- Bausell and Ellis, Texas Location within the state of Texas
- Coordinates: 26°26′5″N 97°47′13″W﻿ / ﻿26.43472°N 97.78694°W
- Country: United States
- State: Texas
- County: Willacy

Area
- • Total: 0.12 sq mi (0.3 km^{2})
- • Land: 0.12 sq mi (0.3 km^{2})
- • Water: 0 sq mi (0.0 km^{2})

Population (2000)
- • Total: 112
- • Density: 984/sq mi (380.1/km^{2})
- Time zone: UTC-6 (Central (CST))
- • Summer (DST): UTC-5 (CDT)
- FIPS code: 48-05954

= Bausell and Ellis, Texas =

Bausell and Ellis is a former census-designated place (CDP) in Willacy County, Texas, United States. The population was 112 at the 2000 census.

==Geography==
Bausell and Ellis is located at (26.434784, -97.786903).

According to the United States Census Bureau, the CDP has a total area of 0.1 square miles (0.3 km^{2}), all of it land.

==Demographics==
As of the census of 2000, there were 112 people, 32 households, and 28 families residing in the CDP. The population density was 984.4 PD/sqmi. There were 36 housing units at an average density of 316.4 /sqmi. The racial makeup of the CDP was 80.36% White, 5.36% Native American, 13.39% from other races, and 0.89% from two or more races. Hispanic or Latino of any race were 84.82% of the population.

There were 32 households, out of which 37.5% had children under the age of 18 living with them, 56.3% were married couples living together, 21.9% had a female householder with no husband present, and 12.5% were non-families. 12.5% of all households were made up of individuals, and 9.4% had someone living alone who was 65 years of age or older. The average household size was 3.50 and the average family size was 3.86.

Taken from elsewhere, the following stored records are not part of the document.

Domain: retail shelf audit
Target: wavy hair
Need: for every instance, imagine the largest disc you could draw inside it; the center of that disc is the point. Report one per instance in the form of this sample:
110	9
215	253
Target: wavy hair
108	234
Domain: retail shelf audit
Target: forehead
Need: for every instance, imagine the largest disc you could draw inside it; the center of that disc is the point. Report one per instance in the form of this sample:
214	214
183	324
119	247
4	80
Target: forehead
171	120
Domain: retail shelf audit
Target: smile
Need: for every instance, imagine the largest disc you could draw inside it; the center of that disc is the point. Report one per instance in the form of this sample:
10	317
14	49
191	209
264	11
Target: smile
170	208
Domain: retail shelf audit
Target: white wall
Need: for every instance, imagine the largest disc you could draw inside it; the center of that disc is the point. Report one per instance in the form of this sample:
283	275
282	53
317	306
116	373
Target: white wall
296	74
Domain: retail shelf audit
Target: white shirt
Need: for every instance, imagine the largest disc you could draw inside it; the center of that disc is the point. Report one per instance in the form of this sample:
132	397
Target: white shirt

In the CDP, the population was spread out, with 27.7% under the age of 18, 17.0% from 18 to 24, 32.1% from 25 to 44, 11.6% from 45 to 64, and 11.6% who were 65 years of age or older. The median age was 30 years. For every 100 females, there were 86.7 males. For every 100 females age 18 and over, there were 92.9 males.

The median income for a household in the CDP was $23,542, and the median income for a family was $24,271. Males had a median income of $22,917 versus $11,250 for females. The per capita income for the CDP was $7,140. There were 20.7% of families and 26.6% of the population living below the poverty line, including 43.1% of under eighteens and none of those over 64.

==Education==
Bausell and Ellis is within the Lyford Consolidated Independent School District.

In addition, South Texas Independent School District operates magnet schools that serve Bausell and Ellis and many surrounding communities.